Mapping Stages to Difficulty Levels

Here’s how the technique stages correlate to puzzle difficulty levels across platforms, including SudokuPulse.

Note that difficulty levels on different platforms may vary. The mapping above reflects typical requirements — any individual puzzle might be easier or harder than the level label suggests.

Building Your Technique Recognition

Learning a technique conceptually is different from being able to spot it in a real puzzle. Here are strategies for building recognition speed.

Focused Practice

When learning a new technique, solve puzzles specifically designed to require that technique. Many online solvers and apps tell you which techniques a puzzle needs before you start.

Pattern Drills

For visual techniques like X-Wing and XY-Wing, create flashcards or exercises where you practice identifying the pattern from a grid of pencil marks. Speed of recognition matters as much as understanding.

Deliberate Review

After solving a hard puzzle, review the critical moments. Which technique unlocked the key cell? Could you have found it faster? This reflective practice is the fastest path to improvement.

One Technique at a Time

Don’t try to learn multiple new techniques simultaneously. Master one, integrate it into your solving routine, and then move to the next. Rushing leads to confusion and frustration.

For a step-by-step checklist you can follow during every puzzle, see our Sudoku solving checklist.

When to Move to the Next Stage

You’re ready to advance when:

1. You can complete puzzles at your current level consistently — not just sometimes, but almost every time.
2. You can spot the techniques within your stage quickly — not after minutes of searching, but within seconds.
3. You’re hitting puzzles that resist your current toolkit — encountering walls is the signal that new techniques are needed.
4. You feel bored at your current level — if Easy puzzles no longer challenge you, it’s time for Medium.

Don’t rush. A solver who has thoroughly mastered Stages 1-3 will learn Stage 4 much faster than someone who skipped ahead prematurely. Each stage builds neural pathways that support later learning.

Frequently Asked Questions

What order should I learn Sudoku techniques?

Start with naked singles and hidden singles (Stage 1), which solve all easy puzzles. Then learn naked pairs, hidden pairs, pointing pairs, and pointing triples (Stage 2) for medium puzzles. Progress to triples, quads, and box-line reduction (Stage 3), then fish patterns like X-Wing (Stage 4), wing patterns like XY-Wing (Stage 5), single-digit patterns (Stage 6), uniqueness techniques (Stage 7), and finally chains and ALS (Stage 8) for the hardest puzzles.

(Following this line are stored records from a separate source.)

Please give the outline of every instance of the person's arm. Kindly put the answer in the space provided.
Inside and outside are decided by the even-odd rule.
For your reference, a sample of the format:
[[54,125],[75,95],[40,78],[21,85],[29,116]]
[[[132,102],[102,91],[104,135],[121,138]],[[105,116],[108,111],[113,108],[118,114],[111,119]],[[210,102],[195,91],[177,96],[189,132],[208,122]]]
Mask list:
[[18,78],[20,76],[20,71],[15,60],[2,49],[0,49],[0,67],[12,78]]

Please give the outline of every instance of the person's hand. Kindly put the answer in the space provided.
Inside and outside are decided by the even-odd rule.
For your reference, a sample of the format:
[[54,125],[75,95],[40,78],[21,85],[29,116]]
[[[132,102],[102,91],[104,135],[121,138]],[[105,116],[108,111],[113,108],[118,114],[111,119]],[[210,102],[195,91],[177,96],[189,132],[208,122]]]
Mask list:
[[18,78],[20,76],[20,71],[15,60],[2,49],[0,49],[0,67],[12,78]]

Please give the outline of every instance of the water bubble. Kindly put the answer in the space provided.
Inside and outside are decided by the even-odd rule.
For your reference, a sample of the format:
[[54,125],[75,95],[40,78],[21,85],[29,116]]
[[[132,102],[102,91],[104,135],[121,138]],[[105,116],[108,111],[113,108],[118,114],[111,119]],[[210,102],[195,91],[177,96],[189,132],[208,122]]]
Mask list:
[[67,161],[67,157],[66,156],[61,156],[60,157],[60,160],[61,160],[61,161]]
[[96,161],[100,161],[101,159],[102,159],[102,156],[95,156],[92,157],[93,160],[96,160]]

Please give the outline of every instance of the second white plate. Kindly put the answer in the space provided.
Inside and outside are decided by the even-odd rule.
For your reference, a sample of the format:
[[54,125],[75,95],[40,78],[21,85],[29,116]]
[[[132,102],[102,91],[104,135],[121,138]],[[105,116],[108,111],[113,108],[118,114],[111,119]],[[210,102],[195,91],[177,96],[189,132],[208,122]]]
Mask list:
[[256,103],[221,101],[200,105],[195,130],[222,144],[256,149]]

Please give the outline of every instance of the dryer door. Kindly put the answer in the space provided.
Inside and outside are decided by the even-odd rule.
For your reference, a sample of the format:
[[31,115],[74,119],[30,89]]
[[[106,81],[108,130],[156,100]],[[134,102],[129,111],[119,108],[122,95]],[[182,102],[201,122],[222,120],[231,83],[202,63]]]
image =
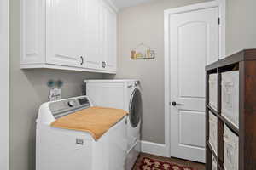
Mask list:
[[135,88],[132,92],[129,112],[130,122],[132,128],[137,128],[141,122],[142,117],[142,95],[138,88]]

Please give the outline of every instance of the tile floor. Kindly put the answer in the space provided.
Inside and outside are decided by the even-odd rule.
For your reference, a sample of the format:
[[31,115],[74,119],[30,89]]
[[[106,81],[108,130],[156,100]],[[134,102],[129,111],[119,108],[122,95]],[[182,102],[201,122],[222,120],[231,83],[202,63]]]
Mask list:
[[181,159],[177,159],[177,158],[160,157],[158,156],[153,156],[153,155],[144,154],[144,153],[142,153],[140,157],[137,159],[133,170],[139,170],[140,162],[143,157],[149,157],[151,159],[156,159],[160,162],[167,162],[176,163],[178,165],[184,165],[184,166],[191,167],[195,168],[195,170],[205,170],[205,165],[202,163],[189,162],[189,161],[181,160]]

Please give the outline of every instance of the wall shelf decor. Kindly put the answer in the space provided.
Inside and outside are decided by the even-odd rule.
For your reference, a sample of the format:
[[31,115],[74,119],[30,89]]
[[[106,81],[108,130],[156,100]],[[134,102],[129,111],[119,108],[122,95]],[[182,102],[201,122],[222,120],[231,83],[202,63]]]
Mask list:
[[131,60],[153,60],[155,57],[154,50],[146,44],[140,43],[131,51]]
[[254,170],[256,49],[220,60],[206,71],[206,170]]

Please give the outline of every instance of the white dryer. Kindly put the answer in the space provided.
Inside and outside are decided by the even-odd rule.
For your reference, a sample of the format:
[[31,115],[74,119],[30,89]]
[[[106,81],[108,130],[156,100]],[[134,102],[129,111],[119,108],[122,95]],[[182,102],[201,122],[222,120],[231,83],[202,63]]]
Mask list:
[[52,128],[59,117],[93,106],[86,96],[40,106],[37,119],[36,170],[124,170],[127,151],[126,119],[97,141],[86,132]]
[[86,94],[94,105],[123,109],[127,116],[125,169],[131,170],[141,147],[142,96],[138,80],[85,80]]

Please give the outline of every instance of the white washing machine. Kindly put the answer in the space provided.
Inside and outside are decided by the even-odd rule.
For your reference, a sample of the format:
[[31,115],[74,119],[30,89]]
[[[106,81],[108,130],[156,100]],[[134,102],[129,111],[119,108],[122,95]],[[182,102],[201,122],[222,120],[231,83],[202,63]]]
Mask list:
[[141,151],[142,96],[138,80],[85,80],[94,105],[123,109],[127,116],[125,169],[131,170]]
[[124,170],[127,152],[126,118],[97,141],[86,132],[52,128],[59,117],[93,106],[86,96],[41,105],[37,119],[36,170]]

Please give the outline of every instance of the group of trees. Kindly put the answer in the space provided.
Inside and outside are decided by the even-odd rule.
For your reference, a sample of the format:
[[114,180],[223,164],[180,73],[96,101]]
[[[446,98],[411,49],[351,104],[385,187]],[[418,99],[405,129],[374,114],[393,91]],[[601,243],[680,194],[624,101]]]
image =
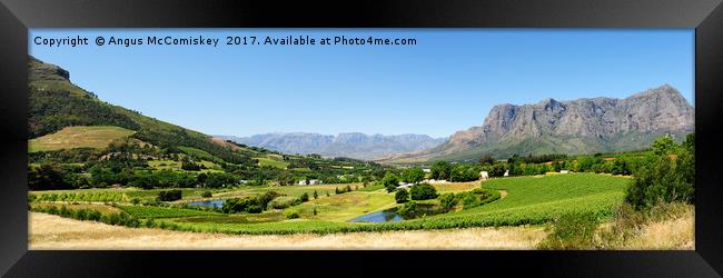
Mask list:
[[394,199],[396,200],[397,203],[405,203],[409,201],[409,199],[429,200],[429,199],[437,198],[437,196],[439,196],[437,193],[437,189],[435,189],[432,185],[419,183],[409,188],[409,191],[407,191],[404,188],[397,189],[394,195]]
[[280,196],[283,195],[276,191],[266,191],[259,196],[226,199],[224,206],[221,207],[221,211],[225,214],[260,214],[267,209],[269,202]]
[[655,140],[648,155],[633,173],[625,201],[636,209],[664,202],[695,203],[695,135],[682,143],[671,137]]

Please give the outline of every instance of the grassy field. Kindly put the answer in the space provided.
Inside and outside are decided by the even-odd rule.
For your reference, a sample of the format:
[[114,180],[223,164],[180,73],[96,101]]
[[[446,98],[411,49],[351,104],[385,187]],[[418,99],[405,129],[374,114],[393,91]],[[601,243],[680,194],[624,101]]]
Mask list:
[[276,168],[279,168],[279,169],[286,169],[286,167],[289,166],[289,162],[286,162],[284,160],[280,160],[280,159],[271,157],[271,156],[269,156],[269,157],[259,157],[257,159],[258,159],[259,166],[270,166],[270,167],[276,167]]
[[[308,219],[327,221],[348,221],[359,216],[389,209],[396,206],[394,195],[386,192],[346,192],[321,197],[296,206],[289,211],[297,211]],[[317,215],[314,215],[314,208]]]
[[[255,216],[246,214],[227,216],[180,208],[133,206],[121,206],[121,208],[139,218],[159,218],[158,221],[165,221],[178,230],[225,234],[330,234],[519,226],[546,224],[563,214],[574,211],[591,211],[604,220],[610,217],[612,207],[622,202],[624,190],[630,181],[630,178],[595,173],[492,179],[483,181],[482,188],[505,192],[504,198],[471,209],[398,222],[377,224],[348,222],[348,220],[398,205],[393,193],[373,187],[368,187],[367,191],[360,183],[350,187],[361,190],[340,195],[334,192],[335,188],[344,188],[346,185],[241,187],[215,191],[214,199],[255,196],[269,190],[293,197],[305,192],[309,195],[309,201],[287,208],[285,211],[271,210]],[[479,183],[443,183],[436,187],[442,192],[454,192],[479,188]],[[314,191],[317,191],[318,199],[311,197]],[[184,189],[184,199],[197,199],[200,192],[200,189]],[[328,197],[326,192],[329,192]],[[157,193],[158,190],[125,192],[128,197],[153,197]],[[315,208],[316,215],[314,215]],[[300,218],[281,217],[289,212],[297,212]]]
[[137,218],[179,218],[195,216],[226,216],[219,212],[195,209],[164,208],[151,206],[119,206],[120,209]]
[[529,250],[543,227],[469,228],[334,235],[221,235],[127,228],[58,216],[29,214],[28,248],[72,249],[516,249]]
[[120,138],[135,131],[119,127],[68,127],[58,132],[31,139],[28,151],[50,151],[72,148],[106,148]]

How many Sudoku techniques are there?

There are dozens of named Sudoku techniques, but most puzzles can be solved with about 10-15 core techniques. This guide covers approximately 25 key techniques organized into 8 stages. Beyond these, there are many more obscure and specialized techniques, but they appear so rarely in practice that learning them provides diminishing returns for most solvers.

Which techniques do I need for hard Sudoku puzzles?

Hard puzzles typically require techniques through Stage 4 (fish patterns like X-Wing and Swordfish) and sometimes Stage 5 (wing patterns like XY-Wing). Expert and Evil puzzles may require Stage 6-8 techniques including Skyscraper, Unique Rectangle, Coloring, and Chains.

Do I need to learn every technique?

No. Most published puzzles, including all newspaper and app puzzles at standard difficulty levels, can be solved with techniques through Stage 3 or 4. The later stages (5-8) are for dedicated enthusiasts who want to tackle the very hardest puzzles without guessing. Learn at whatever pace and depth brings you enjoyment — there’s no requirement to master everything.

How long does it take to learn all Sudoku techniques?

Most people can learn Stages 1-3 within a few weeks of daily practice. Stages 4-5 might take an additional few weeks. Stages 6-8 can take months to fully master because the patterns are complex and require extensive practice to spot consistently. The most important factor is consistent daily practice — solving one puzzle a day builds skills faster than sporadic marathon sessions.